The only real bad thing about Star Trek Adventures is that it's sucked me back into Star Trek fandom. And not a little bit, either. I am all the way back in. I went out to the garage and I dug out Mr. Scott's Guide to the Enterprise, and my Star Trek Technical Manual and my Star Trek: The Next Generation Technical Manual and half a dozen other "in universe" books with varying levels of canon compliance. I filled my Kindle with novels and novellas. And I started playing Star Trek Online (which - for the record - could do with a decent help guide for the PS4 version).

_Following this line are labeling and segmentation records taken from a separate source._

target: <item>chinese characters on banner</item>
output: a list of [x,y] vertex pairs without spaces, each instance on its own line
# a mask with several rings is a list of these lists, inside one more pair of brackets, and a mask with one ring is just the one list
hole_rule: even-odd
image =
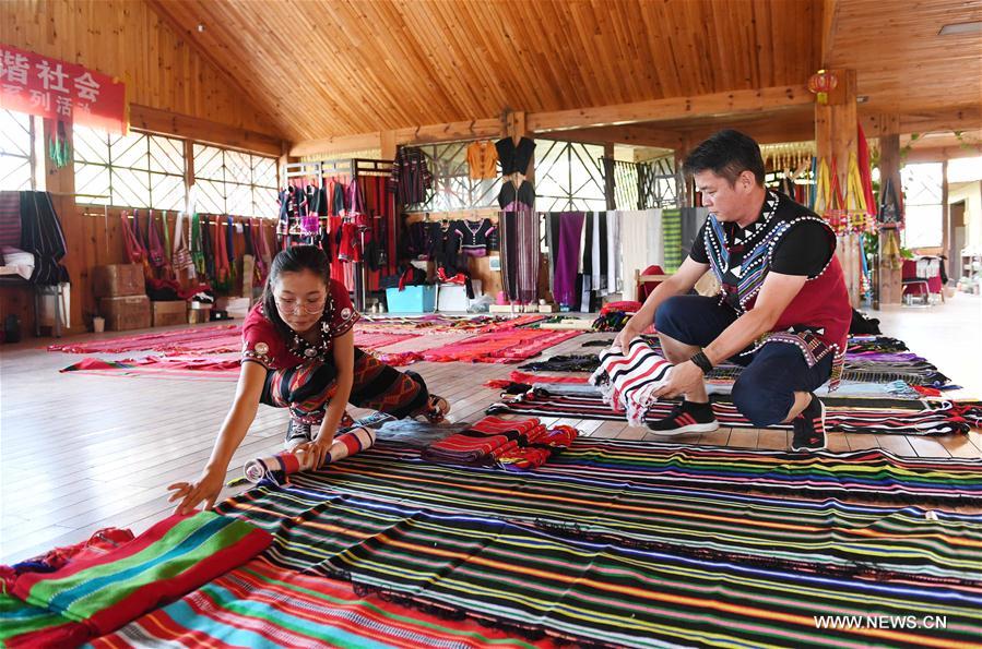
[[2,44],[0,108],[120,135],[128,128],[125,84],[82,65]]

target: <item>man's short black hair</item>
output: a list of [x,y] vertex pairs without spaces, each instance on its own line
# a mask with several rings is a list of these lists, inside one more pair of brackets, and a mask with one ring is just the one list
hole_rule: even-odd
[[757,142],[740,131],[726,129],[712,135],[697,146],[685,158],[683,170],[689,176],[700,171],[712,171],[736,184],[736,179],[744,171],[749,171],[764,187],[764,158]]

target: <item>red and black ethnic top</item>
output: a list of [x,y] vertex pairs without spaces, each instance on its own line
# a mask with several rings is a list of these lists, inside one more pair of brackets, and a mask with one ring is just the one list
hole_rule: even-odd
[[709,264],[720,281],[720,303],[738,315],[754,308],[769,272],[807,277],[771,332],[744,353],[770,341],[790,342],[801,348],[809,366],[835,353],[830,388],[837,387],[852,308],[836,256],[836,235],[821,217],[768,191],[760,216],[747,228],[720,223],[710,213],[689,256]]
[[284,338],[263,313],[262,302],[249,311],[242,324],[242,362],[253,361],[268,370],[284,370],[310,362],[332,362],[334,338],[351,330],[360,315],[352,305],[344,285],[331,280],[324,313],[320,319],[321,341],[310,344],[299,335]]

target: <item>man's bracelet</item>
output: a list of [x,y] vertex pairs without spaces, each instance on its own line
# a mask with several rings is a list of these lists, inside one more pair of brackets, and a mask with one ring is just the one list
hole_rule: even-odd
[[709,359],[706,357],[705,352],[697,351],[689,358],[690,361],[696,363],[696,366],[702,370],[703,374],[709,374],[712,372],[712,363],[709,362]]

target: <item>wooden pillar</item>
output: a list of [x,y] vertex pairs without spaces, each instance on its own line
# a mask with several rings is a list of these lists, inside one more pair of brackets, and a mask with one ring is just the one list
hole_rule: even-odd
[[604,144],[604,197],[607,200],[607,209],[617,209],[617,199],[614,188],[614,143]]
[[[830,70],[836,76],[836,87],[828,93],[826,104],[815,104],[815,145],[818,159],[825,160],[829,170],[835,166],[839,188],[845,193],[845,176],[849,159],[856,155],[856,73],[855,70]],[[845,276],[845,288],[853,307],[859,307],[862,295],[862,262],[857,235],[839,237],[839,262]]]
[[686,133],[682,146],[675,149],[675,196],[679,207],[696,207],[696,192],[691,191],[691,182],[685,177],[682,165],[693,149],[691,135]]
[[951,212],[948,209],[948,159],[945,158],[942,160],[942,254],[946,257],[948,256],[948,248],[951,245],[950,232]]
[[[901,195],[900,187],[900,135],[899,124],[897,130],[891,130],[879,139],[879,187],[880,192],[889,179],[897,195]],[[880,201],[883,197],[880,196]],[[896,243],[895,248],[892,243]],[[901,261],[896,255],[887,252],[898,250],[900,245],[900,232],[894,228],[882,229],[879,232],[879,303],[899,304],[901,300]]]

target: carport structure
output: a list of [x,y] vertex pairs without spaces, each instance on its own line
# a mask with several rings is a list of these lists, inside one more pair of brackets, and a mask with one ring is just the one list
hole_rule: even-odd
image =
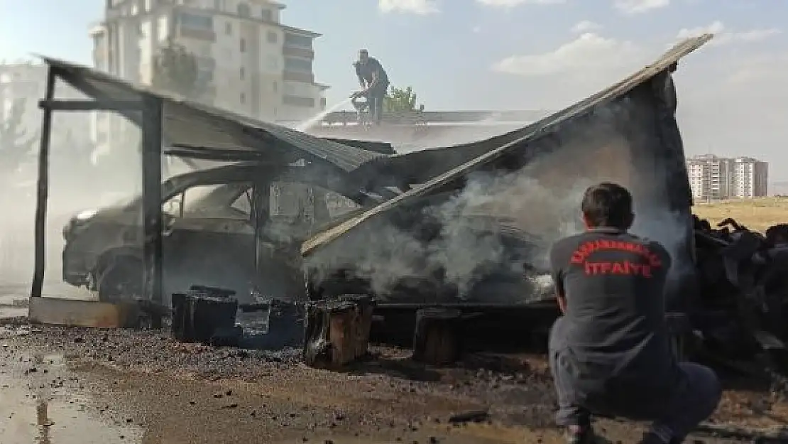
[[[390,146],[364,144],[361,149],[319,139],[282,126],[198,104],[135,85],[95,69],[41,57],[48,65],[39,158],[35,229],[35,271],[32,297],[40,297],[46,253],[46,220],[49,191],[49,155],[52,117],[55,111],[117,113],[142,131],[142,214],[144,294],[163,299],[162,212],[162,155],[214,161],[251,161],[266,166],[286,167],[305,160],[321,171],[324,181],[336,185],[361,165],[386,155]],[[58,80],[81,91],[83,100],[58,100]],[[353,141],[348,141],[353,144]],[[379,151],[379,152],[376,152]],[[337,185],[337,186],[341,186]],[[357,191],[357,190],[356,190]]]

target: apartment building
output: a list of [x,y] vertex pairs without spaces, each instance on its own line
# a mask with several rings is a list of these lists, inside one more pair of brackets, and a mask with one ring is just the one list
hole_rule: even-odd
[[732,197],[745,199],[768,196],[769,164],[751,157],[734,159]]
[[[39,100],[46,88],[46,67],[43,64],[20,62],[0,65],[0,121],[10,117],[14,106],[21,106],[22,129],[26,136],[40,133],[42,113]],[[58,85],[58,99],[84,99],[75,89]],[[59,113],[52,125],[54,150],[61,144],[87,146],[91,144],[90,115],[87,113]],[[57,154],[57,153],[56,153]]]
[[686,168],[696,202],[767,196],[765,162],[703,155],[687,159]]
[[[199,100],[268,121],[299,121],[325,109],[315,82],[320,34],[281,23],[285,6],[269,0],[106,0],[91,30],[96,68],[150,84],[159,48],[172,39],[197,56],[207,88]],[[97,121],[107,140],[117,125]],[[125,136],[122,136],[126,139]]]

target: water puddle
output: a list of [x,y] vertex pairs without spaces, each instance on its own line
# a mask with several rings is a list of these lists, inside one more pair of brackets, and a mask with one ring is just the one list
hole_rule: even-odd
[[[63,357],[35,360],[45,368],[64,364]],[[119,426],[91,413],[89,400],[80,399],[33,377],[0,375],[0,441],[2,444],[139,443],[143,431]],[[28,388],[34,387],[34,388]]]

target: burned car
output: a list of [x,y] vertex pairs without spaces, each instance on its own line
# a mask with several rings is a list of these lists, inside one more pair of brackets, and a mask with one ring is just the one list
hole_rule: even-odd
[[[343,191],[337,181],[324,184],[336,191],[303,183],[308,182],[304,177],[315,177],[304,173],[308,168],[290,170],[263,180],[259,166],[240,163],[187,173],[164,182],[165,294],[199,285],[231,289],[240,297],[257,291],[279,299],[303,297],[299,242],[326,225],[351,217],[362,205],[385,198],[369,192]],[[399,192],[388,188],[390,193]],[[72,218],[63,228],[66,282],[96,291],[103,300],[141,294],[140,200],[134,197]],[[330,278],[324,279],[319,289],[310,287],[310,295],[340,292],[400,299],[407,293],[412,296],[407,300],[424,302],[436,295],[439,299],[465,295],[474,298],[481,293],[520,298],[522,285],[528,284],[523,258],[531,254],[536,240],[507,226],[506,221],[486,216],[464,218],[462,227],[453,227],[449,233],[444,224],[431,215],[433,203],[433,199],[424,200],[378,229],[378,234],[380,229],[407,233],[409,241],[419,245],[411,252],[411,271],[400,271],[392,275],[393,282],[381,285],[378,278],[391,271],[388,264],[368,262],[364,270],[340,264],[338,261],[344,257],[362,265],[365,252],[385,251],[392,241],[377,236],[377,241],[365,240],[366,246],[359,248],[358,239],[348,238],[340,244],[344,256],[334,256],[320,269]],[[446,261],[434,260],[445,237],[458,235],[458,229],[470,240],[485,240],[497,248],[495,260],[482,261],[466,288],[459,288],[463,285],[452,278],[452,270]],[[316,275],[314,263],[306,264],[310,281]]]
[[[303,170],[308,168],[293,166],[290,173],[300,175]],[[261,175],[266,176],[258,166],[239,163],[187,173],[162,184],[165,294],[203,285],[248,295],[257,282],[265,282],[265,292],[273,297],[303,293],[300,274],[294,272],[298,257],[287,259],[287,244],[359,203],[319,186],[271,180],[293,180],[287,173],[268,180]],[[288,197],[288,192],[296,196]],[[268,204],[256,206],[256,200],[266,200],[263,196]],[[258,218],[266,222],[258,229],[255,246]],[[102,299],[142,294],[139,196],[80,212],[63,227],[63,237],[64,281],[87,286]]]

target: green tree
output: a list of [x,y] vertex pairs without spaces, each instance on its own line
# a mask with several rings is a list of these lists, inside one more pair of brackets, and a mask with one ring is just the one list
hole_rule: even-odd
[[198,99],[205,92],[206,82],[199,76],[197,57],[172,39],[154,58],[151,85],[186,99]]
[[407,87],[404,89],[392,88],[391,91],[386,94],[383,106],[388,113],[403,113],[410,111],[423,111],[424,105],[416,106],[416,100],[418,96],[413,91],[413,88]]
[[36,135],[24,129],[24,99],[16,100],[0,121],[0,175],[9,177],[24,161],[33,158]]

And I've decided to run a campaign again. But, looking at advancement in Star Trek Adventures, I think it'll work really well for a new-to-me structure of game. What I'm doing right now is assembling a player pool. A large one. More players than any GM ever wants around their table.  When I have an episode idea, I'll figure out when I have time to run it, and I'll send a message to my players. That message will read something like this:
Season 1, Episode 1: "Pilot, Pilot, Who's Got The Pilot?"
The Tethys' new helmsman has disappeared in transit to the ship. It's up to an away team in a runabout to follow his path and figure out what happened to him. 
This episode is for four to six players, and will be played on Date at Time.
 Then I wait.  The first six players who let me know they're available at that date and time will be the featured characters for that episode. If I don't get at least four players for that time, I go back to my calendar, figure out a different date and time, and try again.

Most of the advancement in this game is small. "Lower one number to raise another." That means that if Player A makes it to 15 sessions and Player B only makes it to two or three sessions, there won't be an overwhelming experience advantage for Player A. And it feels "in universe" accurate to have different characters featured periodically.

It also means that grown-up players with busy lives who can't make a regularly-scheduled game very often should have no problem still fitting around my table occasionally.

So thanks, Modiphius. I look forward to exploring the galaxy with you.